In most social situations surnames are used with the honorific titles Monsieur or Madame. When in formal settings, it is advisable to use the formal pronoun for you ‘vous’, rather than the informal ‘tu’. You may have to wait to be invited to use someone's first name.
Gifts and arriving
If you are invited to someone's home, it is wise to bring a box of chocolates or flowers to the hostess. Flowers should be given in odd numbers, and never chrysanthemums, as they are used at funerals. A small gift for a child is always a nice gesture, but do not be offended if opening gifts don’t happen until well after the guests have departed. Luxembourgers cherish punctuality and it is advisable to arrive on time. Dinner is usually a social occasion and a time to enjoy good food, wine and discussion.
The etiquette for dining is very important for Luxembourg. Table manners are formal, and there is a proper protocol to follow. Remain standing until invited to sit down at social banquets, or if this is a traditional affair you may be shown to a particular seat. The host gives the first toast, and an honoured guest should return the toast later in the meal.
Table manners are Continental -- the fork is held in the left hand and the knife in the right while eating, and meals are often served family-style. Do not begin eating until the hostess begins.
While eating, do not rest your elbows on the table, although your hands should be visible and not in your lap.

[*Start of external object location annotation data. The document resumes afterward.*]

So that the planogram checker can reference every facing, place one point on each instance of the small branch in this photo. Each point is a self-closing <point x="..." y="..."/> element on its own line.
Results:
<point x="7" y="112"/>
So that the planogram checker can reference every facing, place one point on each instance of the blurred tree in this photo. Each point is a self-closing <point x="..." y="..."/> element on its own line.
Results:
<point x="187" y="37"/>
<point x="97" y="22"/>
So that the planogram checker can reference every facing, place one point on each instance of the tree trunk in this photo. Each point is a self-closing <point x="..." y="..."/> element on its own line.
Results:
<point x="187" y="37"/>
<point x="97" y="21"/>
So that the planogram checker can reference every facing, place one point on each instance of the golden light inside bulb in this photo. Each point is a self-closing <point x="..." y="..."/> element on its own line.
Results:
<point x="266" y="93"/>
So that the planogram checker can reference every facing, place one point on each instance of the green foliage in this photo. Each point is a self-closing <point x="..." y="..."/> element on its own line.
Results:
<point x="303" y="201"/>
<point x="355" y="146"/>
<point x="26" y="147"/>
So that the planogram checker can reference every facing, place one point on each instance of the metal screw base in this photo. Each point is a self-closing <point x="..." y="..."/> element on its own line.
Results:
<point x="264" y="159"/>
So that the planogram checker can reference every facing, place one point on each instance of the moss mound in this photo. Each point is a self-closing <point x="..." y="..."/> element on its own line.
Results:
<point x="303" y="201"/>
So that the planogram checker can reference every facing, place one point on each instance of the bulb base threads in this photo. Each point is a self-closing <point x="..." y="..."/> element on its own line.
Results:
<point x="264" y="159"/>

Most foods are eaten with utensils, including sandwiches. If you have not finished eating, cross your knife and fork on your plate with the fork over the knife. And indicate you have finished eating by laying your knife and fork parallel across the right side of your plate.
Dressing and dating
In the professional world, keep it casual but conservative when working in Luxembourg. Dark suits with a shirt and tie are the norm at work for men, while women wear sharp skirts and a clean pants-and-blouse outfit. Luxembourgers appreciate cleanliness and neatness. In business gatherings men should wear suits and ties. Women should wear dresses or suits. Outside the office, styles are street casual to city chic just like the rest of cosmopolitan Europe.
Dating is also casual, with nothing too impressively fancy. It is not uncommon to split the bill on the first date, although equally not expected. And while in nearby countries women are the initiators, Luxembourg is still used to the guy asking out a gal.
While people are relatively tolerant and casual, there are a few taboos to watch out for when living in Luxembourg. Chewing gum in public gives a bad impression when in a professional environment. Do not put your shoes or your feet up on chairs or tables, including while traveling on trains. Pointing at people is frowned upon, and tapping your forehead with your finger indicates someone is mentally challenged. Otherwise, treat living in Luxembourg as you would home with manners, respect, and warm curiousity.